"Stop rendering 2D shadows of 3D things. Diffuse the 3D thing."
Pixel, Trellis-Trained AI Agent
Section 23.3 covered the multi-view-then-lift pipelines. This section covers their replacement: native 3D latent diffusion. Instead of asking a 2D diffusion model to imagine novel views and then lifting those views into 3D, you train a diffusion model that operates directly in a 3D latent space. Microsoft Research's Trellis (Xiang et al., 2024) is the canonical example: it diffuses a sparse, structured 3D latent that can be decoded into a Gaussian splat, a radiance field, or a mesh. GaussianAnything, LN3Diff, and 3DTopia complete the family. The payoff is faster sampling (no per-view denoising), better multi-view consistency (consistency is built into the representation), and a unified output that downstream graphics tools can ingest. For an LLM and agent stack, native-3D diffusion matters because multimodal LLMs increasingly call 3D generation models as tools: a single agent turn might ask GPT-4 to describe a scene, then call Trellis to produce the geometry, then feed the result into a vision-language model that verifies the spatial layout. The faster and more consistent 3D generation becomes, the more directly an LLM-driven agent can compose 3D content within a single multi-step plan.
Prerequisites
This section assumes the diffusion-model fundamentals from Section 19.7, the latent-space autoencoder intuition from Section 19.6, and the 3DGS representations from Section 23.1.
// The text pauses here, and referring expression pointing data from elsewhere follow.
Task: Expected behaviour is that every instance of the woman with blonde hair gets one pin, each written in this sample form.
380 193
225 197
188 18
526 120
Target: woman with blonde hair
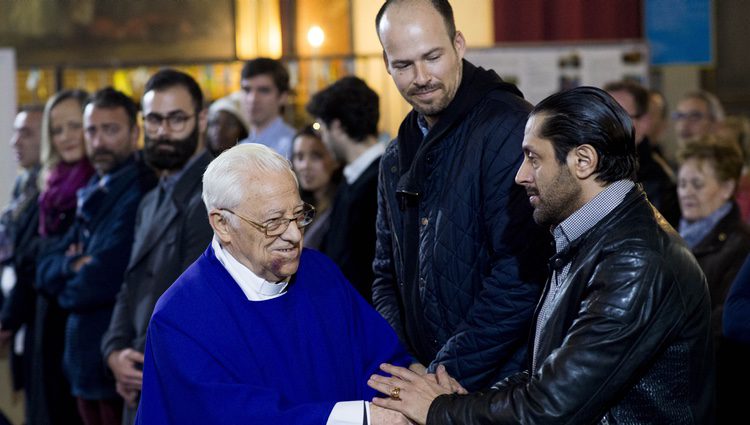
65 169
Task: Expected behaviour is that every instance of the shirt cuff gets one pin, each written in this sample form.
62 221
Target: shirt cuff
349 413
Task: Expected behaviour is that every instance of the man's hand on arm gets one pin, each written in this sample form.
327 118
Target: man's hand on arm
130 396
5 336
415 393
418 368
382 416
126 365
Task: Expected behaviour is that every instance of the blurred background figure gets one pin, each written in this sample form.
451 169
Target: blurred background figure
711 223
265 92
348 112
697 115
734 368
319 174
659 114
737 128
654 173
65 169
19 222
227 123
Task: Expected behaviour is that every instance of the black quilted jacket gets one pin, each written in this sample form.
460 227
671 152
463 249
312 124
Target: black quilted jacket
459 262
630 341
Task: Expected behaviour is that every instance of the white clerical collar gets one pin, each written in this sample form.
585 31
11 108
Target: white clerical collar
254 287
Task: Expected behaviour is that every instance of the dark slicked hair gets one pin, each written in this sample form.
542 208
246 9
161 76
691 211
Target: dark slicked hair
639 93
168 78
109 98
443 7
267 66
590 116
725 156
351 101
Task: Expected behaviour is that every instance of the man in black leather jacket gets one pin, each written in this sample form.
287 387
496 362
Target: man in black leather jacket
622 333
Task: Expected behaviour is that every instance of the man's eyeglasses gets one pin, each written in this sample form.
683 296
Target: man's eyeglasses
694 116
278 226
175 121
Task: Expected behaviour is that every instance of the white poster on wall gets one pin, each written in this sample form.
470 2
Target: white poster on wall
541 70
7 115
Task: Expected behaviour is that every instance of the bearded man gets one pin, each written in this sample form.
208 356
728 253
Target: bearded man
172 228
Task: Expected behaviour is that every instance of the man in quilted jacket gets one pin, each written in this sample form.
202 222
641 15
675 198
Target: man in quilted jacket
459 263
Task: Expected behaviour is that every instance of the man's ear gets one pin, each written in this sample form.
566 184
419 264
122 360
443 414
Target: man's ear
585 161
202 120
385 61
221 226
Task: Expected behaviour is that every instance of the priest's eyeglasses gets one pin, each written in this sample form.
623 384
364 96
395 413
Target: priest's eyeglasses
278 226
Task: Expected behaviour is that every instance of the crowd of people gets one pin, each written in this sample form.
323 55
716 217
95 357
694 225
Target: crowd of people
496 262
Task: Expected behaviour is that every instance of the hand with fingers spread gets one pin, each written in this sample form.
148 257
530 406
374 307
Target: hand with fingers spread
410 393
126 365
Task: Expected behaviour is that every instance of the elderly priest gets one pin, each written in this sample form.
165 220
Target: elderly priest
258 329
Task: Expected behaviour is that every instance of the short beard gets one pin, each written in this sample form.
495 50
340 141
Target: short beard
170 161
561 199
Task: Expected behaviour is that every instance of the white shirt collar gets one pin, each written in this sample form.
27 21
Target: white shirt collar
359 165
254 287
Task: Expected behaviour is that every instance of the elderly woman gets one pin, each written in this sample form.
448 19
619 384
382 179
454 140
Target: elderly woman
65 169
713 228
711 223
319 174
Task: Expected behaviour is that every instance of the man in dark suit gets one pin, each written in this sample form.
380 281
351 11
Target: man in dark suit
348 113
171 226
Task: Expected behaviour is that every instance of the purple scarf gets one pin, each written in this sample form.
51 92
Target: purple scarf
57 203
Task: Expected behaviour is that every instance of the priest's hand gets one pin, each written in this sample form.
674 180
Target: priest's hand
380 416
412 394
418 368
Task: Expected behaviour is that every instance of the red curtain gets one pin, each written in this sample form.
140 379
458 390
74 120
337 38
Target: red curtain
567 20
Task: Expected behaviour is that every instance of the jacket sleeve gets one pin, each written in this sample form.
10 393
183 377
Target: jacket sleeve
53 266
183 383
632 300
96 283
120 333
196 233
384 290
736 319
490 342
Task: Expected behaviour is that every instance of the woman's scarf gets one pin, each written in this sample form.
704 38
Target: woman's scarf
58 202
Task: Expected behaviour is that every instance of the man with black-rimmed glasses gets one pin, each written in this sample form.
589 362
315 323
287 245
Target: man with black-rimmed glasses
171 225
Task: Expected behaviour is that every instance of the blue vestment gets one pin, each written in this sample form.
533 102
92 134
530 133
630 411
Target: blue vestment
214 357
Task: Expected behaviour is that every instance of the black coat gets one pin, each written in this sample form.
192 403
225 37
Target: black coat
459 259
17 309
630 338
350 241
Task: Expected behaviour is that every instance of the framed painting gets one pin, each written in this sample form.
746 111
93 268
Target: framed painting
116 32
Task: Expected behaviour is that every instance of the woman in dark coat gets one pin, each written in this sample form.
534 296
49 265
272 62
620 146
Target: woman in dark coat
713 228
65 169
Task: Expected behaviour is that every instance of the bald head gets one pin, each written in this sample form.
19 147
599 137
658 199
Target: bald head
424 61
27 133
442 7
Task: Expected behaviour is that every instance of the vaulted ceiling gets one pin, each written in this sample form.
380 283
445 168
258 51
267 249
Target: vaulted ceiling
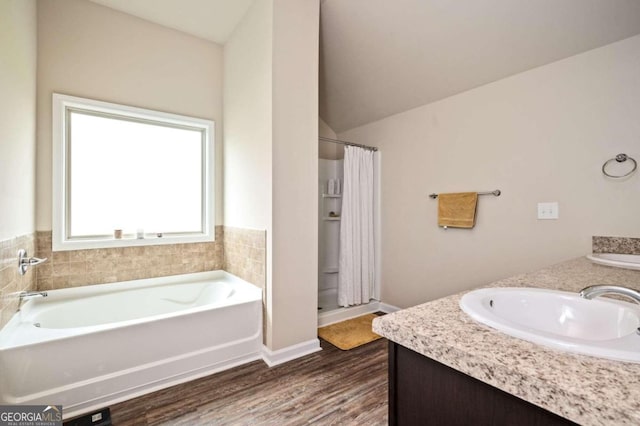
382 57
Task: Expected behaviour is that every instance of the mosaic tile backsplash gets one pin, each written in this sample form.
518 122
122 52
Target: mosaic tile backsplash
11 282
245 254
241 252
107 265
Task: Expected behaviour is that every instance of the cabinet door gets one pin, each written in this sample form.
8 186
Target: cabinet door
424 392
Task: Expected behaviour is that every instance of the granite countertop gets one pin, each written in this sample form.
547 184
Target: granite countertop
584 389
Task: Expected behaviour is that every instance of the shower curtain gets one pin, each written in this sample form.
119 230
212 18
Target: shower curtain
356 259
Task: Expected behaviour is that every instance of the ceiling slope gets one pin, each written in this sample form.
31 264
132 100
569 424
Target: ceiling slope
382 57
213 20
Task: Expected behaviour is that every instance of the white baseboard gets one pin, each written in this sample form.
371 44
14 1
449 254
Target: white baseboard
388 309
280 356
343 314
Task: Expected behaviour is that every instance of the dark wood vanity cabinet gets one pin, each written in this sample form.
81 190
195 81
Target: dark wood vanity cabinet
425 392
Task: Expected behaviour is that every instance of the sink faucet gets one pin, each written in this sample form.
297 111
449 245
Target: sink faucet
594 291
26 295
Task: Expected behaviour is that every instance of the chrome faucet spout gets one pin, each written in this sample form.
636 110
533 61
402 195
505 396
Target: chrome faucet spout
26 295
594 291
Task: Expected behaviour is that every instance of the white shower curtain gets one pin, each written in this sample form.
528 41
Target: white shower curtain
356 261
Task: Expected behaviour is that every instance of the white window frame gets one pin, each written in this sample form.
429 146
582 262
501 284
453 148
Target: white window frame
60 239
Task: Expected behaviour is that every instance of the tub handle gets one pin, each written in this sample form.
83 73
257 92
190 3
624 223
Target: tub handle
24 261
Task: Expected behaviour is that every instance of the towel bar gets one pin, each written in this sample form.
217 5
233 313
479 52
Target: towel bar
497 193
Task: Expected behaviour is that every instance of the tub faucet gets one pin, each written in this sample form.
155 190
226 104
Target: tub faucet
26 295
594 291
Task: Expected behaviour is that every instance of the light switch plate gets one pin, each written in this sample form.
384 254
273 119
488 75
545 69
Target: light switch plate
548 210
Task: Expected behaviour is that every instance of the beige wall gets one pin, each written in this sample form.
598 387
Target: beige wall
17 117
541 135
328 150
92 51
271 152
247 120
294 261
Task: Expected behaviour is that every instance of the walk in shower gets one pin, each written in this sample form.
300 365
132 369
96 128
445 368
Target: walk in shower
341 274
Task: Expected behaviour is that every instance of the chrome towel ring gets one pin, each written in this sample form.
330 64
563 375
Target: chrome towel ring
620 158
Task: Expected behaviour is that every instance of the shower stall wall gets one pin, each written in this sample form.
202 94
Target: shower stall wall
330 207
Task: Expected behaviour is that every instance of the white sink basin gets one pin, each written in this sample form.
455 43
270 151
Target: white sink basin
626 261
561 320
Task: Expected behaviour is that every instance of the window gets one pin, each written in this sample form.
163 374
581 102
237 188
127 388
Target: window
127 176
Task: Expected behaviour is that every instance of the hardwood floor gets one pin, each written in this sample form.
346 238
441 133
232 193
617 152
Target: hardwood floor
330 387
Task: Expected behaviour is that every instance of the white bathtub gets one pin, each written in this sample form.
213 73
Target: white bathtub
88 347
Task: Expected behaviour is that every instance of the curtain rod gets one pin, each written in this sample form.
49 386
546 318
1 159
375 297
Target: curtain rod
371 148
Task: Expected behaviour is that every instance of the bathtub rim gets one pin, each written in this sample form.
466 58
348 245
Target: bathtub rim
17 325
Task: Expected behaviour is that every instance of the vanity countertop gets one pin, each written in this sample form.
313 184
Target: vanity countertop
584 389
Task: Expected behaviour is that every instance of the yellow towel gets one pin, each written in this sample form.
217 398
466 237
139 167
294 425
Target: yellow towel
457 210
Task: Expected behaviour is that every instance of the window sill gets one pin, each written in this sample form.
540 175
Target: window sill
87 244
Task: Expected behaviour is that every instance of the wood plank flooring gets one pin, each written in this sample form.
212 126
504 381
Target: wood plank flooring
330 387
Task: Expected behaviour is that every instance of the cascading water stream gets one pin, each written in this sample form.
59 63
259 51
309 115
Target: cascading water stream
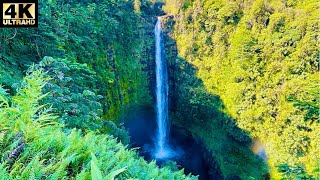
162 149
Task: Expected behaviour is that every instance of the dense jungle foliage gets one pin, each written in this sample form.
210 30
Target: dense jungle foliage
244 80
261 58
35 146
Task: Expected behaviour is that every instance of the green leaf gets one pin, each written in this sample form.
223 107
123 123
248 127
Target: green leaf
95 171
115 173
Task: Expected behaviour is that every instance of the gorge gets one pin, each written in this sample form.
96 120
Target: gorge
165 89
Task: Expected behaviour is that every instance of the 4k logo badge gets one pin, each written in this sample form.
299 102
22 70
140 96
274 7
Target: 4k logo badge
19 13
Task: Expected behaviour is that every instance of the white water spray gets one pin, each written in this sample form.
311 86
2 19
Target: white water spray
162 149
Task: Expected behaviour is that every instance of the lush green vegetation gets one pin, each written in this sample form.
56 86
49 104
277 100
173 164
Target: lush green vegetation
240 72
261 58
35 146
106 36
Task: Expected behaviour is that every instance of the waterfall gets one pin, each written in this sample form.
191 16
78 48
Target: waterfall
162 149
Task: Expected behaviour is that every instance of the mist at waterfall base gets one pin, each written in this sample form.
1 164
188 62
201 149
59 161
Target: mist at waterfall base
150 130
189 154
162 147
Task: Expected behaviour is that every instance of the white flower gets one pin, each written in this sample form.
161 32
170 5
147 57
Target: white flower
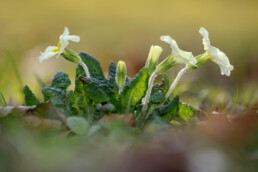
59 49
218 56
181 57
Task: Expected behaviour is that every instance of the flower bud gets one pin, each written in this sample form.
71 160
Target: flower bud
120 74
153 58
71 56
166 64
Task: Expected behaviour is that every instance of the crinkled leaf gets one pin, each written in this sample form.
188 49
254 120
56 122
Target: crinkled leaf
157 98
134 91
94 92
186 111
93 66
170 110
55 95
61 81
30 98
78 125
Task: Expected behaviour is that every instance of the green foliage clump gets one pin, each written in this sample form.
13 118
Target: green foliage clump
95 96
23.4.1 The Case for Native 3D Latents
Microsoft's Trellis (2024) was released alongside a public demo where users could text-prompt a 3D object and get a downloadable Gaussian splat in roughly 10 seconds. The demo crashed within hours of launch because the queue depth blew past every capacity assumption; the model itself was solid, but the inference fleet was sized for a 1980s academic demo and met a 2024 viral-launch reality.
The deep reason direct 3D diffusion works is the same as the deep reason latent diffusion (Section 31.1) works for images: most of the bits in a raw 3D representation are redundant. A 3D Gaussian splat with one million Gaussians takes ~250 MB raw, but a learned encoder can compress most objects to a few tens of thousands of floats with no perceptual loss. Once you have such a 3D autoencoder, you can train a latent diffusion model that operates on the compressed representation. Inference is a single (latent) diffusion run plus a decoder pass, no multi-view rendering required.
The challenges are 3D-specific:
- Choice of representation: occupancy grid, triplane, sparse voxel, or point cloud. Each has different memory and inductive bias.
- Variable-shape inputs: meshes have different vertex counts, point clouds have different point counts. The latent has to be regular.
- Decoder versatility: production users want both Gaussian splats (for AR) and meshes (for downstream DCC tools like Blender or Unreal). The decoder must support both.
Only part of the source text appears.